Chase Mining Corporation Limited (ASX:CML) has been granted access to exploration areas by the local First Nation and has signed a drilling contract for a maiden program at the Lorraine project in Quebec, Canada.
The company's consultants Orix Geoscience met with The Anishinabeg of Kakinwawigak (The Long Point First Nation) to finalise an endorsement certificate to access the areas under their indigenous title and rights.
This meeting was chaired by Chief Mathias and as part of the agreement, the Long Point community will supply a team to cut access trails to the drill sites.
The endorsement certificate, together with the permit granted by the Quebec Ministry of Forests, Wildlife and Parks, provides statutory access permits to undertake the planned drill program within the Lorraine project area.
The endorsement certificate provides the Long Point First Nation’s (LPFN) consent to perform drilling activities as well as:
- To work in collaboration with LPFN;
- To respect and abstain from disrupting traditional activities of LPFN;
- To minimise environmental impacts; and
- To meet federal and provincial environmental and safety standards.
Drilling contractor Chibougamau Diamond Drilling Ltd (CDD), who drilled the Alotta project for the company in October 2018, has been awarded the contract for the Lorraine drilling program with mobilisation to site scheduled for August 6.
Logistical support for the program has also been finalised with cabins and core cutting facilities in place.
The company has planned a phase-I diamond drilling program of 1,310 metres in seven holes with an initial contingency of 1,190 metres.

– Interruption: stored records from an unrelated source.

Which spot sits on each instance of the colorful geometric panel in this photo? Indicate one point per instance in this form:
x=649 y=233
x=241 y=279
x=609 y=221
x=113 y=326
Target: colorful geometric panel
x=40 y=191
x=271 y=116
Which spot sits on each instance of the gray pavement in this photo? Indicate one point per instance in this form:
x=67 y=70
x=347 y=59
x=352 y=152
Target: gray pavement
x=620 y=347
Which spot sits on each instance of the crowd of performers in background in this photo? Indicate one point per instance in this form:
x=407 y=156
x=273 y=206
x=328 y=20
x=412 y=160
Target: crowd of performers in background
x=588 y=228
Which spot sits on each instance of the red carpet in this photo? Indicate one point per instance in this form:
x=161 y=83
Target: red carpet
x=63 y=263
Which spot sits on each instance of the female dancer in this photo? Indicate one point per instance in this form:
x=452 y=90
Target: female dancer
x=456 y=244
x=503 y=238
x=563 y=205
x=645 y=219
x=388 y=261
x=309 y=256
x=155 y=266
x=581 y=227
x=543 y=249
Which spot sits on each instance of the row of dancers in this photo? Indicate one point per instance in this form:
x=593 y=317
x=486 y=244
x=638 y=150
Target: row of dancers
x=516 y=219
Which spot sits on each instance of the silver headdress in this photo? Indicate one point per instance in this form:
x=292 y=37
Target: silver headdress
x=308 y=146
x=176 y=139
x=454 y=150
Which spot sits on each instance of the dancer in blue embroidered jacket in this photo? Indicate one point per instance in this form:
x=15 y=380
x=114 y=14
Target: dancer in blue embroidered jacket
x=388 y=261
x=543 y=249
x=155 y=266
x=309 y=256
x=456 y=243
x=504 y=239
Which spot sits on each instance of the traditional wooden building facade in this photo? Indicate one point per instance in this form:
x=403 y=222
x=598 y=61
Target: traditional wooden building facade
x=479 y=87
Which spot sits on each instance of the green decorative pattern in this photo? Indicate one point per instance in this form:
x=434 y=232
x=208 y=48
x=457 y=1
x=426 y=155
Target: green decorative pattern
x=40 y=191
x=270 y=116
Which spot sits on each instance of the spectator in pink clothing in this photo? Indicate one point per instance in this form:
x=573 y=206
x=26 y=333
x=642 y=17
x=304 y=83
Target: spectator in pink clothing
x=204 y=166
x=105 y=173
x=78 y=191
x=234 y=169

As follow-up to the recent peer view of the VTEM plate models, an Orix Geoscience field crew revisited each site to mark-out drill collars and assess any access issues due to topography, resulting in a collar move for several of the holes.
None of the moves will impact on the ability to intersect the primary plate position as planned and there will be minor changes to the hole azimuths and inclination compared to the original coordinates.
This, as well as progress of physical access clearing by the LPFN team, may result in a change to the order in which the anomalies will be drilled to not further delay the start date.